Свет постепенно уходил из барака, скатываясь в рулон, как ковер с пола. Сумрак скрыл кашляющего юнца, но пожилому соседу Вуазену еще хватало света для письма. В бараке воцарилась зловещая тишина — страсти утихли, и говорить больше было не о чем. Брегет и будильник невпопад отбивали шаг навстречу ночи. Когда совсем стемнело, Январь начальственно подозвал его, словно слугу:

— Шавель!

Шавель послушно подошел.

— Расскажите о моем доме.

— Он находится в двух милях от деревни.

— Сколько там комнат?

— Большая комната, мой кабинет, гостиная, пять спален, приемная, где я беседую с клиентами, ну и, разумеется, ванная, кухня… комната для прислуги.

— Расскажите про кухню.

— Про кухню я мало знаю. Просторная, с каменным полом. Моя экономка была ею довольна.

— А где она?

— Экономка? Сейчас там никого нет. Когда пришла война, я заколотил дом и уехал. И по счастливой случайности немцы его даже не обнаружили.

— Теперь про сад.

— На лужайку перед домом выходит небольшая терраса, и с нее открывается вид вниз до самой реки, а за речкой — деревня…

— Много вы овощей выращивали?

— И овощей, и фруктов — яблоки, сливы, грецкие орехи. И теплица есть. — Он продолжал, обращаясь не столько к Январю, сколько к самому себе. — Снизу, от деревянных ворот, дома не видно. Сначала надо подняться по длинной изогнутой аллее, вдоль нее густо растут кусты и деревья. Но потом она выводит на лужайку перед домом и здесь раздваивается: левая дорожка уходит за дом, к черному ходу, а правая — широкой дугой к парадному крыльцу. Моя мать всегда смотрела с террасы, кого Бог послал: желанного гостя или нет. Ее никто не мог застать врасплох. А раньше, до нее, еще дед так высматривал посетителей…

— Сколько лет дому? — прервал его Январь.

— Двести двадцать три, — ответил Шавель.

— Уж больно стар. Мне бы лучше что поновее. Старуха мается ревматизмом.

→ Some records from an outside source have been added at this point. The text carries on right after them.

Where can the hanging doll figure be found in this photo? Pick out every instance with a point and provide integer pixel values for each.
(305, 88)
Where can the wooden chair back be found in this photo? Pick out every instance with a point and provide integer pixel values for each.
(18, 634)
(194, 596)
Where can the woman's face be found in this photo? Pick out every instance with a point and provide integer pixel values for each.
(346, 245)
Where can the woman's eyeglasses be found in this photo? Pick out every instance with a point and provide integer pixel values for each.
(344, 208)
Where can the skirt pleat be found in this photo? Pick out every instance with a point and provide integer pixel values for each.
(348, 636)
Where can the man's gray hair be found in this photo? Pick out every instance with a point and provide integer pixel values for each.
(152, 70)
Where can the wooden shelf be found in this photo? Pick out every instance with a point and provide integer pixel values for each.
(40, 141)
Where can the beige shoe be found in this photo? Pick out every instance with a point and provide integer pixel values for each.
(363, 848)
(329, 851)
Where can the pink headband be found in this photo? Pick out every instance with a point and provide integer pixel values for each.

Они давно уже сидели, окутанные понизу темнотой, но вот и с потолка скатились последние слабые отсветы, и узники сразу, не размышляя, стали укладываться спать. Каждый, как родное чадо, встряхивал, шлепал и прижимал к себе подушку. По мнению философов, прошлое, настоящее и будущее сосуществуют, и действительно, сейчас в непроглядной тюремной тьме ожило сразу несколько прошлых жизней: по бульвару Монпарнас катил тяжелый грузовик, девушка, запрокинув голову, подставляла под поцелуй губы, в муниципальном совете происходили выборы мэра; а для троих и будущее уже присутствовало здесь непреложным фактом, свершившимся, как и факт рождения, — пятьдесят шагов по гравийной дороге и в конце кирпичная стена, вся в выбоинах и щербинах.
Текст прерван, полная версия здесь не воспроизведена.